I am planning to use Excel with Power Pivot for my masters thesis and in order to justify the use of Excel over another Engineering/Statistical software, I would like to refer to the number of users of Excel worldwide and in South Africa ( therefore the solution I develop can be spread easily since the software to understand the format is easily available).

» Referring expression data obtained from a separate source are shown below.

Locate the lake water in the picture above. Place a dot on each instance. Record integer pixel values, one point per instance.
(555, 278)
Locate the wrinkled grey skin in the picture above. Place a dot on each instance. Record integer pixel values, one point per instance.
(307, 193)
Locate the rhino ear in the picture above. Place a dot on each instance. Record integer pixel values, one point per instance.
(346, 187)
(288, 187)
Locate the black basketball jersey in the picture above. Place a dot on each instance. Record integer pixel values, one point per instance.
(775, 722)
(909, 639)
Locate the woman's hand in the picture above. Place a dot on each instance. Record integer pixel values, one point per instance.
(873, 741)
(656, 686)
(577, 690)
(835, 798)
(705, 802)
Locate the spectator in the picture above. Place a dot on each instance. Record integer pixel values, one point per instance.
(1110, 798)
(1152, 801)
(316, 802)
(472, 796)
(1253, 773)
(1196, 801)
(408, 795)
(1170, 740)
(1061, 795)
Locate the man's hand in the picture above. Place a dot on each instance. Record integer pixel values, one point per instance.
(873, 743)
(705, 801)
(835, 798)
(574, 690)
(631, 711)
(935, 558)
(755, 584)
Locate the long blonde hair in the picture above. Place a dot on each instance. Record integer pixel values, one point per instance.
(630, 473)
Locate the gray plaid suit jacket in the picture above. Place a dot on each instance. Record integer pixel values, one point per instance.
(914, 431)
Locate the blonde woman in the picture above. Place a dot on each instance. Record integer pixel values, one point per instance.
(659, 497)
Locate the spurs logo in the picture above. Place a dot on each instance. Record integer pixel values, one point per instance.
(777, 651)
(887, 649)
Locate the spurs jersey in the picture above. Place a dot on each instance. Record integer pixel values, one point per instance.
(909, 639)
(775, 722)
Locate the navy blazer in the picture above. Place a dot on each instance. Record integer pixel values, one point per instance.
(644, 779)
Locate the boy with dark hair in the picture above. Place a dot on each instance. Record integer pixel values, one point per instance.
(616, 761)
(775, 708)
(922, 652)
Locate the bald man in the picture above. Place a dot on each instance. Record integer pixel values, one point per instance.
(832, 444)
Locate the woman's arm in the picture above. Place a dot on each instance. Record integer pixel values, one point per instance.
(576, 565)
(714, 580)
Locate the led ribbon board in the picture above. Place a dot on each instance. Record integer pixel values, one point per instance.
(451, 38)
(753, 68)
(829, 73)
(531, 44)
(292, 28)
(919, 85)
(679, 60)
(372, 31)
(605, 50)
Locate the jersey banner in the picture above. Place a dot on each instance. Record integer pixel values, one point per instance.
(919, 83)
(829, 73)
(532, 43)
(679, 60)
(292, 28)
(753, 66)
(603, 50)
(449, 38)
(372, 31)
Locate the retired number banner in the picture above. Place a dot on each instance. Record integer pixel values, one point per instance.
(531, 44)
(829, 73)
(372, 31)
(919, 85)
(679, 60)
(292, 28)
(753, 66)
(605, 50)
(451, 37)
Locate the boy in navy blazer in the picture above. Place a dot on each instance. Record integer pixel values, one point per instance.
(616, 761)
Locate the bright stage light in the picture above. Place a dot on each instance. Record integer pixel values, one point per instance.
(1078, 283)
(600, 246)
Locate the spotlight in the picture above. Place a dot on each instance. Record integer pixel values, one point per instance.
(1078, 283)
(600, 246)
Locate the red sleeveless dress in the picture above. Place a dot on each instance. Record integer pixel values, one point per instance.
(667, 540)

I was wondering if anybody could tell me where I could get/find the following statistics or reliable data on the following statistics:
a) The number of Excel users worldwide
b) The number of Excel users in South Africa
c) The general worldwide distribution of Excel users

I've tried searching the Microsoft website but I couldn't find anything
Thanks in Advance


----------



## Peter_SSs (May 13, 2013)

I've moved your thread as I see it more as a "General Excel Discussion" rather than a specific question about Excel itself. 
I think the thread would get buried very quickly in the general "Excel Questions" forum.


----------



## RoryA (May 13, 2013)

If you're planning to involve PowerPivot, isn't a more relevant question how many users have access to (and/or use) that rather than Excel? That's going to be a *much* smaller number.


----------



## taryn_1 (May 13, 2013)

I thought that even normal Excel users could still view the PowerPivot Workbook even if they didn't have access to PowerPivot hence the reason I was asking about general Excel usage Statistics - like Access developer Extensions allows people without Access to view an Access database - I thought Powerpivot worked in the same way


----------



## RoryA (May 13, 2013)

If you do literally mean just _view_ (not change or interact with the pivots) then I believe you are correct (although I don't know for sure if 2003 and earlier can view them).


----------



## Macropod (May 13, 2013)

Somehow I very much doubt you'll be able to find any meaningful statistics. MS _might _be willing & able to provide some sales stats for Office, but even those have little bearing on how many Office users actually use Excel.


----------



## J.Ty. (Jun 3, 2013)

Look at this set of slides by people doing research about Excel. 
http://web.cecs.pdx.edu/~black/S3S/PeytonJones.ppt‎

J.Ty.


----------